Superman comic book goes for $15 million at auction

Superman comic book goes for $15 million at auction

Mohan Sinha
15 Jan 2026, 14:21 GMT+

NEW YORK CITY, New York: A rare copy of the first Superman comic book, which was also once stolen from the home of actor Nicolas Cage, fetched a record US$15 million at an auction late last week.

The previous record price for a comic book at an auction was $9.12 million, last November, for a copy of "Superman No. 1″.

Manhattan-based Metropolis Collectibles/Comic Connect negotiated the Action Comics sale. It said the comic book's owner and the buyer wished to remain anonymous.

When it first came out in 1938, the comic sold for 10 cents. Over a few panels, it told the origin story of Superman's birth on a dying planet, his journey to Earth, and his decision as an adult to "turn his titanic strength into channels that would benefit mankind."

Its release marked the start of the superhero genre. Only about 100 copies of Action Comics No. 1 are known to exist, according to Vincent Zurzolo, president of Metropolis Collectibles/Comic Connect.

"This is one of the Holy Grails of comic books. Without Superman and his popularity, there would be no Batman or other superhero legends," Zurzolo said. He added that the comic's importance is shown by its sale, which broke the previous price record.
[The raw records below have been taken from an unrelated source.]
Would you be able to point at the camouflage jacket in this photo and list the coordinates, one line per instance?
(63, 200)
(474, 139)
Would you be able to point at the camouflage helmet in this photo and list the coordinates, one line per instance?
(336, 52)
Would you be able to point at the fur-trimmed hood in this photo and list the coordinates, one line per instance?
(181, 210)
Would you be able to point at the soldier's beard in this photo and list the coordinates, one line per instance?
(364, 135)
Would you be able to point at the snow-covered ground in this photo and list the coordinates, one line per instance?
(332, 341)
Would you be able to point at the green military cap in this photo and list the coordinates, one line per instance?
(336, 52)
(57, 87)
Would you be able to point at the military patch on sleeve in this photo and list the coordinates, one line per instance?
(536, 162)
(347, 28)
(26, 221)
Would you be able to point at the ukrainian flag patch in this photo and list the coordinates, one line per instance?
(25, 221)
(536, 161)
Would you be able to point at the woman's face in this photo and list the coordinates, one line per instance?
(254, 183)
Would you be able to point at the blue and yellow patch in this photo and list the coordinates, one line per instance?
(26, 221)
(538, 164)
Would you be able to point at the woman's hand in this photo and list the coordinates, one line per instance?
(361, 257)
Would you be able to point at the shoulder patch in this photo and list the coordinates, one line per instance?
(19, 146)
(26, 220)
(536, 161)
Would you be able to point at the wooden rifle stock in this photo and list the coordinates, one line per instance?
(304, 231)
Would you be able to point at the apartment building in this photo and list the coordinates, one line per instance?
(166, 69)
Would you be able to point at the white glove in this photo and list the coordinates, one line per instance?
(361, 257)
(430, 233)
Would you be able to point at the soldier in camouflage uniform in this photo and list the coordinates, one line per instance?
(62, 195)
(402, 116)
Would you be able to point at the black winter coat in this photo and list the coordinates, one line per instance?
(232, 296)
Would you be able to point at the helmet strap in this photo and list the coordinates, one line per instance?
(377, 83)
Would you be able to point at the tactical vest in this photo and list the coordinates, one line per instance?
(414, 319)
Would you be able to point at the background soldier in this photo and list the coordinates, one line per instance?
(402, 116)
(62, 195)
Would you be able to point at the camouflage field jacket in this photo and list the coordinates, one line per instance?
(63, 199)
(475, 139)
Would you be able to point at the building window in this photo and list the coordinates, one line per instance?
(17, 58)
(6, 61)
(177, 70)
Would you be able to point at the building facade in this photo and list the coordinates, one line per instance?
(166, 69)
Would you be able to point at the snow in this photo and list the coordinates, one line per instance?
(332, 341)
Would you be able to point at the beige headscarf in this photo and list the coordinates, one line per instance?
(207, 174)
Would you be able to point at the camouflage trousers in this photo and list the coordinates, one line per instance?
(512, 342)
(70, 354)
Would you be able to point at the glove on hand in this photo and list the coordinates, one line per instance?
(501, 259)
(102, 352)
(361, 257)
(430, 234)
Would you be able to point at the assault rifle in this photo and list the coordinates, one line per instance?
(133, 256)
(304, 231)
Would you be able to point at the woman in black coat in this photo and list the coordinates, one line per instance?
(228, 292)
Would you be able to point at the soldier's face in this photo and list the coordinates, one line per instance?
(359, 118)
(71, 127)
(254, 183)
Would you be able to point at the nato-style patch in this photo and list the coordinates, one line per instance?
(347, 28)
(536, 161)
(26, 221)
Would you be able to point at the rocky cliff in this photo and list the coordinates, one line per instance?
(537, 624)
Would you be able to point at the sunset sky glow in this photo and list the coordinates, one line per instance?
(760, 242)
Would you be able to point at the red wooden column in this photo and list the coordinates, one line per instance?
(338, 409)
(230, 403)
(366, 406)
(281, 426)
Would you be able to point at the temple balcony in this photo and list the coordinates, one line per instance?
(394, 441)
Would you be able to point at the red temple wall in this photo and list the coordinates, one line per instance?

The comic was stolen from Nicolas Cage's home in Los Angeles in 2000 but was recovered in 2011 after a man found it in items he bought from an old storage locker in southern California. It was later returned to Cage, who had bought it in 1996 for $150,000. Six months after getting it back, he sold it at auction for $2.2 million.

Stephen Fishler, CEO of Metropolis Collectibles/Comic Connect, said the theft actually helped raise the comic's value.

"During the 11 years it was missing, its value shot up," Fishler said. "The thief ended up making Nicolas Cage a lot of money by stealing it."

Fishler compared it to the theft of the Mona Lisa from the Louvre Museum in Paris in 1911.

"It was kept under the thief's bed for two years," Fishler noted. "The recovery of the painting made the Mona Lisa go from being just a great Da Vinci painting to a world icon — and that's what Action No. 1 is — an icon of American pop culture."